Old bottle unearths history
PHOTO COURTESY CHLOE GAYDA The immigrant Androkites family of Tamaqua is seen in this 1913 portrait with, front left: patriarch Androkites (first name unknown), daughter Frances and matriarch Teresa Rynkiewicz Androkites. Rear from left: Leah Androkites Yuskauskas, John, Anthony, Bolis and Tillie Androkites Shucavage. The patriarch and all five children in the rear row were born in Lithuania.
Three former Tamaqua businesses - the White Swan, Took One's and Androkites Bottling Works - have something in common.
Turns out, all were operated by members of the same family of Lithuanian immigrants.
That information was revealed by a family descendant Thursday evening after a story in the TIMES NEWS discussed the discovery of an old bottle unearthed in the community.
Earl Edmondson, Tamaqua borough worker, found the soda bottle partially buried in dirt atop Dutch Hill. According to collector Charlie Odorizzi, Tamaqua native now living in Omaha, Nebraska, the bottle is one of at least three types issued by the bottling business.
The discovery led to questions and speculation about Androkites Bottling Works, some of which have now been answered.
Chloe Gayda, Hometown, provided the TIMES NEWS with information about the small-town industry founded by Bolis A. Androkites.
"He was my great uncle," said Gayda. "Bolis never married and he died young," she explained.
Gayda is the former Chloe Andrukitis, daughter of Betty Hadesty Andrukitis and the late Charles Andrukitis. As noted in Thursday's story, members of the family traditionally have spelled their last name various ways.
"My father always used to say that his was the correct one," she said, adding that the spelling of the name was recorded different ways during the time of immigration.
Gayda and her mother, now 91, are able to provide insight into the family's early struggles.
Gayda's great-grandfather, whose first name is unclear, arrived in Pennsylvania from Lithuania. He was married to Teresa Rynkiewicz. Their son John joined his father in working for one year inside local coal mines to earn the money needed to summon the rest of the family who were still living in the Old Country.
As for son Bolis, he was born in 1896 and was one of several siblings. He founded and operated his bottling works adjacent to the Little Schuylkill River on a small street to the rear of the 200 block of Pine Street, says Gayda. The street is a dead-end alley now referred to as Water Street.
The exact years of the operation are uncertain, although it likely thrived during the 1920s-30s. It is known that Bolis passed away in 1934 at the age of 38 and is buried in SS Peter and Paul's Catholic Cemetery, Owl Creek.

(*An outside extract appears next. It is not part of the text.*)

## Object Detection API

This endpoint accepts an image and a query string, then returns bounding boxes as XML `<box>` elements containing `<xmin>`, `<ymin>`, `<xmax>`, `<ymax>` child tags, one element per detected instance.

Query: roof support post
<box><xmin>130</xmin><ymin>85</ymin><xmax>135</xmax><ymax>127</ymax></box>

As for the backward S used in the name as depicted on the bottle, family members have two theories. One is that Bolis and other family members came from a much different culture and were unfamiliar with use of the alphabet. The other thought is that Bolis used a backward S as his own special trademark.
Bolis' sister, Leah Androkitis, married Charlie Yuskauskas. The two were former owners of the White Swan, a popular tavern at the corner of Cedar and Greenwood streets.
Yet another sibling, Anthony, founded Androkites' Bar, where he routinely told departing customers to "took one."
The establishment later was taken over by Joseph and Margaret Androkites and renamed 'Took One's,' a mom-and-pop bar that became a hot spot, especially in the 1960s and 70s, drawing patrons from a wide region. Joseph Androkites passed away in 1993.